BGH (stpo, rauschgift, verurteilung, zahl, handel, höhe, rechtsmittel, anhörung, nötigung, verletzung)

BUNDESGERICHTSHOF

BESCHLUSS

2 StR 570/08

vom

29. April 2009

in der Strafsache

gegen

wegen gefährlicher Körperverletzung u. a.
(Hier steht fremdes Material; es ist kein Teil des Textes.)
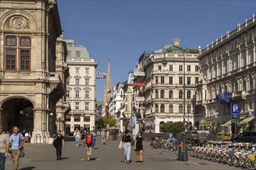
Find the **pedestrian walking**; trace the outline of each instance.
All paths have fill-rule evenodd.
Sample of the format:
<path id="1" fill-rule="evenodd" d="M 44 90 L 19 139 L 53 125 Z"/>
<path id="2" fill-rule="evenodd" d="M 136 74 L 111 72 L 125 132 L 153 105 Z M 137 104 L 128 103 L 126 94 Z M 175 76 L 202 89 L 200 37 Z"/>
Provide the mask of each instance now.
<path id="1" fill-rule="evenodd" d="M 79 146 L 80 140 L 81 140 L 81 134 L 78 128 L 75 129 L 75 131 L 74 132 L 74 136 L 75 139 L 75 145 Z"/>
<path id="2" fill-rule="evenodd" d="M 88 161 L 90 161 L 91 159 L 92 149 L 92 138 L 93 138 L 92 134 L 90 134 L 90 131 L 87 131 L 85 138 L 84 140 L 86 144 Z"/>
<path id="3" fill-rule="evenodd" d="M 19 132 L 17 126 L 12 127 L 12 134 L 10 136 L 9 142 L 12 144 L 11 150 L 13 170 L 17 170 L 19 167 L 20 149 L 24 144 L 23 135 Z"/>
<path id="4" fill-rule="evenodd" d="M 122 144 L 124 150 L 124 163 L 130 164 L 130 156 L 131 152 L 131 141 L 130 131 L 126 130 L 125 134 L 122 138 Z"/>
<path id="5" fill-rule="evenodd" d="M 85 146 L 85 131 L 83 130 L 81 131 L 81 146 Z"/>
<path id="6" fill-rule="evenodd" d="M 105 133 L 105 131 L 104 130 L 102 130 L 102 132 L 100 132 L 100 135 L 101 135 L 101 138 L 102 138 L 102 144 L 106 144 L 106 143 L 105 143 L 106 133 Z"/>
<path id="7" fill-rule="evenodd" d="M 95 147 L 95 142 L 96 142 L 96 132 L 95 132 L 95 130 L 92 131 L 92 149 L 94 149 L 94 147 Z"/>
<path id="8" fill-rule="evenodd" d="M 144 138 L 142 137 L 142 132 L 139 131 L 137 136 L 136 137 L 135 142 L 134 142 L 134 148 L 136 151 L 136 158 L 137 158 L 137 163 L 144 163 L 143 161 L 143 141 Z M 140 159 L 139 159 L 140 156 Z"/>
<path id="9" fill-rule="evenodd" d="M 56 140 L 56 155 L 57 160 L 61 160 L 61 150 L 64 148 L 64 137 L 61 134 L 61 131 L 58 131 L 57 136 L 55 137 Z"/>
<path id="10" fill-rule="evenodd" d="M 3 133 L 2 128 L 0 126 L 0 170 L 5 170 L 9 147 L 9 135 Z"/>
<path id="11" fill-rule="evenodd" d="M 109 134 L 110 134 L 110 131 L 108 130 L 106 132 L 107 139 L 109 139 Z"/>

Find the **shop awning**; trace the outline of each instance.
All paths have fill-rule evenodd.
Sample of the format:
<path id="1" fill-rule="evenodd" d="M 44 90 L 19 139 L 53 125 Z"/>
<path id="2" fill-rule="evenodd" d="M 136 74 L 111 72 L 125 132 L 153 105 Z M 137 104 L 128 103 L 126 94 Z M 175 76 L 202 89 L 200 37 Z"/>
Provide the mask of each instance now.
<path id="1" fill-rule="evenodd" d="M 244 119 L 243 121 L 241 121 L 238 124 L 247 124 L 248 122 L 251 121 L 254 119 L 254 117 L 247 117 L 247 118 Z"/>
<path id="2" fill-rule="evenodd" d="M 212 126 L 211 124 L 201 124 L 199 126 Z"/>
<path id="3" fill-rule="evenodd" d="M 240 121 L 241 121 L 241 120 L 243 120 L 244 118 L 245 118 L 245 117 L 240 117 Z M 223 127 L 223 126 L 228 127 L 228 126 L 231 125 L 231 124 L 232 124 L 232 122 L 231 122 L 231 120 L 230 120 L 230 121 L 226 122 L 225 124 L 222 124 L 220 126 L 222 126 L 222 127 Z"/>

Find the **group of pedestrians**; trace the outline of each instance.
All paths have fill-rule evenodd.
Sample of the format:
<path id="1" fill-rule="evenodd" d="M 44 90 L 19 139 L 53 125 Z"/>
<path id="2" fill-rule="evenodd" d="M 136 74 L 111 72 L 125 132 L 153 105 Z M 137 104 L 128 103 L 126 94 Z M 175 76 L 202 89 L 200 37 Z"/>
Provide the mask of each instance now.
<path id="1" fill-rule="evenodd" d="M 17 126 L 12 127 L 12 134 L 4 134 L 2 127 L 0 127 L 0 170 L 5 169 L 5 159 L 12 155 L 13 170 L 19 167 L 19 155 L 24 144 L 24 137 L 19 133 Z"/>
<path id="2" fill-rule="evenodd" d="M 134 149 L 136 151 L 137 163 L 144 163 L 143 161 L 143 137 L 142 132 L 139 131 L 134 141 Z M 130 164 L 130 158 L 131 154 L 132 142 L 133 138 L 130 136 L 130 131 L 126 130 L 122 138 L 122 148 L 124 150 L 124 163 Z"/>

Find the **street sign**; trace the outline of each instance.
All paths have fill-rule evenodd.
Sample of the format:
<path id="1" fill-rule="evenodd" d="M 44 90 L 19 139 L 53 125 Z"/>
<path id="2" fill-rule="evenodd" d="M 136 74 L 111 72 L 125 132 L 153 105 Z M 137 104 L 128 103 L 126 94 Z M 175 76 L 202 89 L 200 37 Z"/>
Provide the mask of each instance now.
<path id="1" fill-rule="evenodd" d="M 240 120 L 240 104 L 231 104 L 231 122 L 239 123 Z"/>
<path id="2" fill-rule="evenodd" d="M 106 79 L 107 75 L 106 72 L 96 72 L 96 79 Z"/>
<path id="3" fill-rule="evenodd" d="M 145 72 L 141 72 L 141 71 L 133 71 L 133 76 L 145 76 Z"/>
<path id="4" fill-rule="evenodd" d="M 134 82 L 133 86 L 135 87 L 144 87 L 146 86 L 145 82 Z"/>
<path id="5" fill-rule="evenodd" d="M 135 101 L 144 101 L 145 98 L 144 97 L 136 97 Z"/>

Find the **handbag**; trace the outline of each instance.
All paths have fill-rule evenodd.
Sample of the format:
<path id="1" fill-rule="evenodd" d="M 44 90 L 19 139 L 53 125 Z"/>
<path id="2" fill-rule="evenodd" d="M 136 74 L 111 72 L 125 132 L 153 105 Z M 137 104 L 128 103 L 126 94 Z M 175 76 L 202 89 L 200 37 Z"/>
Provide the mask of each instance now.
<path id="1" fill-rule="evenodd" d="M 24 151 L 24 148 L 22 147 L 20 149 L 19 149 L 20 152 L 19 152 L 19 157 L 24 157 L 25 156 L 25 151 Z"/>
<path id="2" fill-rule="evenodd" d="M 56 139 L 54 139 L 54 141 L 53 142 L 53 144 L 56 148 L 56 146 L 57 146 L 57 140 Z"/>
<path id="3" fill-rule="evenodd" d="M 20 134 L 19 134 L 19 145 L 20 145 Z M 22 146 L 19 149 L 19 157 L 24 157 L 25 156 L 25 151 L 24 151 L 24 148 Z"/>
<path id="4" fill-rule="evenodd" d="M 120 143 L 119 143 L 119 144 L 118 145 L 118 148 L 119 148 L 119 149 L 123 149 L 123 148 L 122 140 L 120 141 Z"/>

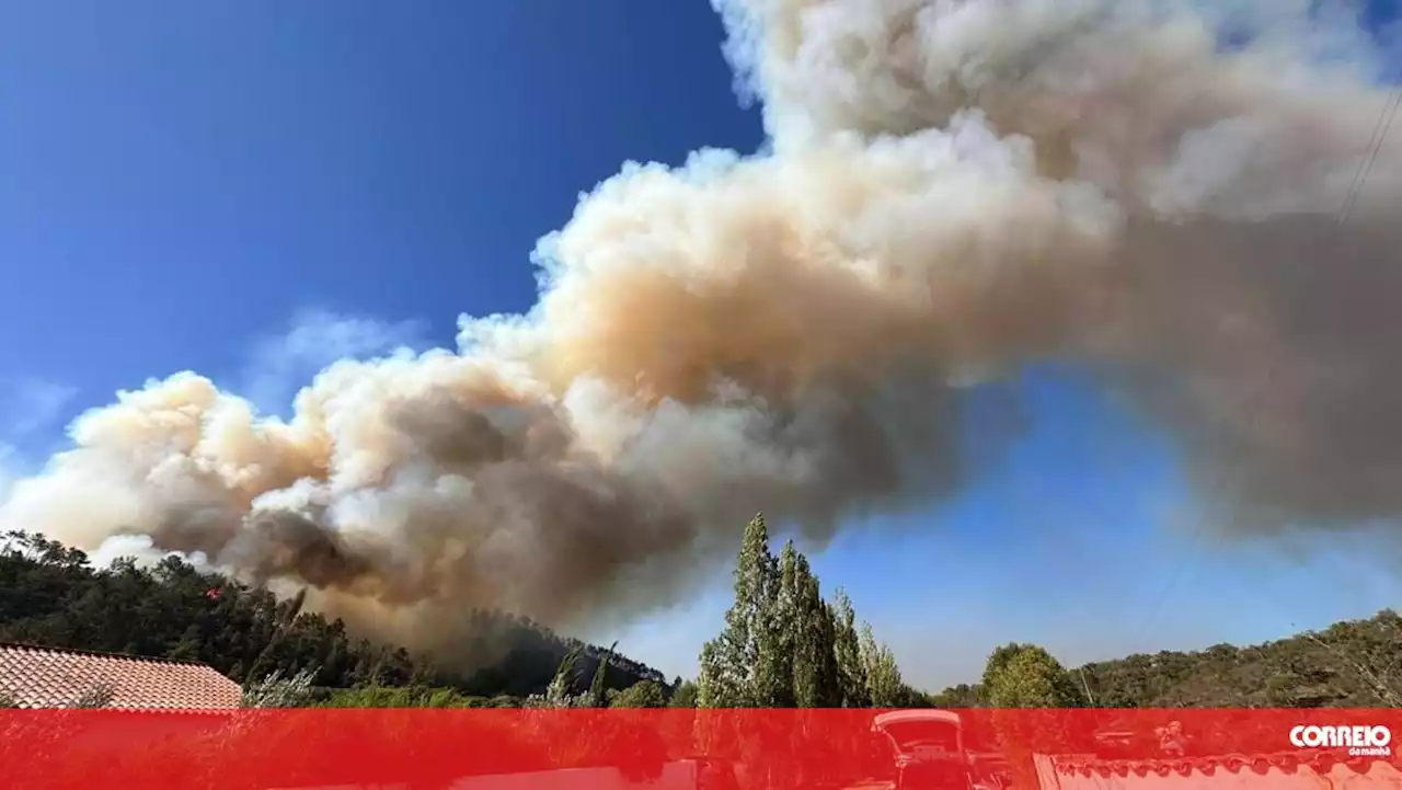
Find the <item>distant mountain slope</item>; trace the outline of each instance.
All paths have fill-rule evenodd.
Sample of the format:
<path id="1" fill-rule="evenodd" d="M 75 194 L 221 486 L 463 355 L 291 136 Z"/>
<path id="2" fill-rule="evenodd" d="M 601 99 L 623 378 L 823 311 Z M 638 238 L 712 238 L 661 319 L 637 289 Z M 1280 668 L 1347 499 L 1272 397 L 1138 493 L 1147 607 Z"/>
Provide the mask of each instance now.
<path id="1" fill-rule="evenodd" d="M 579 668 L 594 672 L 604 650 L 562 637 L 524 617 L 477 610 L 479 638 L 501 660 L 471 674 L 432 667 L 402 648 L 355 638 L 339 622 L 301 612 L 217 574 L 168 558 L 146 570 L 130 563 L 94 568 L 87 556 L 32 533 L 0 536 L 0 641 L 206 662 L 244 681 L 320 668 L 315 685 L 429 683 L 477 696 L 522 697 L 543 690 L 561 660 L 582 647 Z M 656 669 L 614 655 L 610 688 L 658 681 Z"/>
<path id="2" fill-rule="evenodd" d="M 1098 707 L 1392 707 L 1402 704 L 1402 617 L 1385 609 L 1266 644 L 1130 655 L 1068 674 Z M 932 702 L 984 704 L 979 685 Z"/>

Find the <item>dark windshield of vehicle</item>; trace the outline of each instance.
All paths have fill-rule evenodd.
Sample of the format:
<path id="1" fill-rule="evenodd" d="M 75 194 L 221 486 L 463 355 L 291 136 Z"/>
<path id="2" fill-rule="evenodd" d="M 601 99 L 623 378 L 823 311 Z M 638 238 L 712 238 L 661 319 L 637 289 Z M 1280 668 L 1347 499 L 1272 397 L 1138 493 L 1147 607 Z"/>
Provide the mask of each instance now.
<path id="1" fill-rule="evenodd" d="M 894 721 L 885 730 L 903 752 L 959 751 L 959 727 L 946 721 Z"/>

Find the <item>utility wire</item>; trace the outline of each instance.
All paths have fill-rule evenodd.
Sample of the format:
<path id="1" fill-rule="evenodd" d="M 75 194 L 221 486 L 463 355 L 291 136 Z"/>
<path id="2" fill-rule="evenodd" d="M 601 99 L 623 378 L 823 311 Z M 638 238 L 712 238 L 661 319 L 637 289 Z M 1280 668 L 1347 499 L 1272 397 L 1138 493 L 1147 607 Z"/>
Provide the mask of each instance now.
<path id="1" fill-rule="evenodd" d="M 1382 104 L 1382 111 L 1378 114 L 1378 121 L 1373 126 L 1373 136 L 1368 138 L 1368 147 L 1366 149 L 1363 160 L 1359 163 L 1359 170 L 1354 171 L 1353 174 L 1353 181 L 1349 185 L 1349 191 L 1345 194 L 1343 206 L 1339 209 L 1339 216 L 1333 223 L 1332 229 L 1333 233 L 1330 233 L 1329 236 L 1330 243 L 1343 230 L 1343 227 L 1349 222 L 1349 217 L 1353 215 L 1353 209 L 1357 205 L 1359 195 L 1363 192 L 1363 187 L 1367 184 L 1368 174 L 1373 173 L 1373 166 L 1378 160 L 1378 153 L 1382 150 L 1382 145 L 1387 140 L 1388 132 L 1392 129 L 1392 121 L 1396 119 L 1398 105 L 1402 105 L 1402 86 L 1392 88 L 1392 91 L 1388 93 L 1388 100 Z M 1262 390 L 1258 391 L 1265 391 L 1269 389 L 1269 384 L 1274 380 L 1277 369 L 1279 369 L 1279 361 L 1277 365 L 1273 365 L 1272 368 L 1267 369 L 1265 382 L 1267 386 L 1262 387 Z M 1256 418 L 1259 420 L 1260 411 L 1253 411 L 1253 414 L 1256 414 Z M 1252 422 L 1249 432 L 1253 432 L 1255 428 L 1256 422 Z M 1217 487 L 1220 487 L 1221 477 L 1217 478 L 1217 483 L 1218 483 Z M 1192 532 L 1189 543 L 1196 543 L 1197 539 L 1202 537 L 1203 529 L 1204 529 L 1204 522 L 1199 521 L 1197 526 Z M 1169 574 L 1169 582 L 1165 587 L 1162 595 L 1159 596 L 1158 603 L 1154 606 L 1152 615 L 1148 619 L 1143 620 L 1145 633 L 1150 633 L 1154 627 L 1157 627 L 1158 619 L 1164 610 L 1164 605 L 1168 603 L 1168 601 L 1172 598 L 1173 591 L 1182 581 L 1183 573 L 1187 570 L 1187 560 L 1189 556 L 1185 551 L 1183 556 L 1179 558 L 1178 565 Z M 1138 638 L 1143 638 L 1143 636 L 1144 634 L 1137 634 L 1136 641 L 1138 641 Z"/>

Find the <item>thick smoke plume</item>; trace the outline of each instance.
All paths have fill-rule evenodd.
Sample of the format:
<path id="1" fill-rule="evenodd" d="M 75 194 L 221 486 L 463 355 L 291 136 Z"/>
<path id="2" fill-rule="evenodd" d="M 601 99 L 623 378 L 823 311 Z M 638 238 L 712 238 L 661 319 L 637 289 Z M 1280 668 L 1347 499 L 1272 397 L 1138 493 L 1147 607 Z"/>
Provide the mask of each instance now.
<path id="1" fill-rule="evenodd" d="M 1347 8 L 719 11 L 765 152 L 627 166 L 540 244 L 529 316 L 339 362 L 286 424 L 191 373 L 125 393 L 0 521 L 433 647 L 470 605 L 655 606 L 757 508 L 822 539 L 946 494 L 969 382 L 1052 358 L 1172 428 L 1214 526 L 1402 514 L 1402 135 L 1340 223 L 1389 100 Z"/>

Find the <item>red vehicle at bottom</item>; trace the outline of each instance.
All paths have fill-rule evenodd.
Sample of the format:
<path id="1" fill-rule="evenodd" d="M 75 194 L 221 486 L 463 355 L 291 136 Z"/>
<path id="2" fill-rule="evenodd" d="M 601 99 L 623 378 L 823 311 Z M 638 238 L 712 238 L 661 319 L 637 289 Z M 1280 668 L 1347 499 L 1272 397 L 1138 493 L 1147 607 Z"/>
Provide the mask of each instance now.
<path id="1" fill-rule="evenodd" d="M 951 710 L 883 713 L 872 731 L 894 751 L 894 790 L 1004 790 L 998 761 L 979 759 L 965 744 L 959 714 Z M 991 755 L 990 755 L 991 756 Z"/>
Der 2. Strafsenat des Bundesgerichtshofs hat nach Anhörung des Generalbundesanwalts und des Beschwerdeführers am 29. April 2009 gemäß § 349 Abs. 2

und 4 StPO beschlossen:

1. Auf die Revision des Angeklagten wird das Urteil des Landgerichts Fulda vom 18. September 2008 aufgehoben, soweit der

Angeklagte in den Fällen II 20, 25 und 29 der Urteilsgründe

verurteilt worden ist.

2. Die weitergehende Revision wird verworfen.

Gründe:

1Das Landgericht hat den Angeklagten wegen unerlaubten Handeltreibens mit Betäubungsmitteln in 30 Fällen, unerlaubten Besitzes von Betäubungsmitteln sowie wegen Nötigung in Tateinheit mit gefährlicher Körperverletzung zu einer Gesamtfreiheitsstrafe von drei Jahren verurteilt und eine Einziehungsentscheidung getroffen. Mit seiner Revision rügt der Angeklagte die Verletzung formellen und materiellen Rechts. Das Rechtsmittel hat in dem aus dem

Beschlusstenor ersichtlichen Umfang Erfolg; im Übrigen ist es unbegründet im

Sinne des § 349 Abs. 2 StPO.

21. Wie der Generalbundesanwalt in seiner Antragsschrift insoweit zutreffend ausgeführt hat, kann nicht ausgeschlossen werden, dass der Angeklagte

in den Fällen II 20, 25 und 29 am 8. März 2007 Handel mit Betäubungsmitteln

getrieben hat, welches aus derselben Gesamtmenge stammt wie das bei ihm

ebenfalls am 8. März 2007 sichergestellte Rauschgift (Fall 30). Insoweit kann

daher das Vorliegen einer einzigen Tat im Sinne einer Bewertungseinheit nicht

ausgeschlossen werden (vgl. BGHSt 30, 28; BGH NStZ-RR 2008, 88; Weber,

BtMG 3. Aufl. Rdn. 484 ff. vor § 29 BtMG). Der Senat hat daher die Verurteilung

des Angeklagten in den Fällen II 20, 25 und 29 der Urteilsgründe aufgehoben.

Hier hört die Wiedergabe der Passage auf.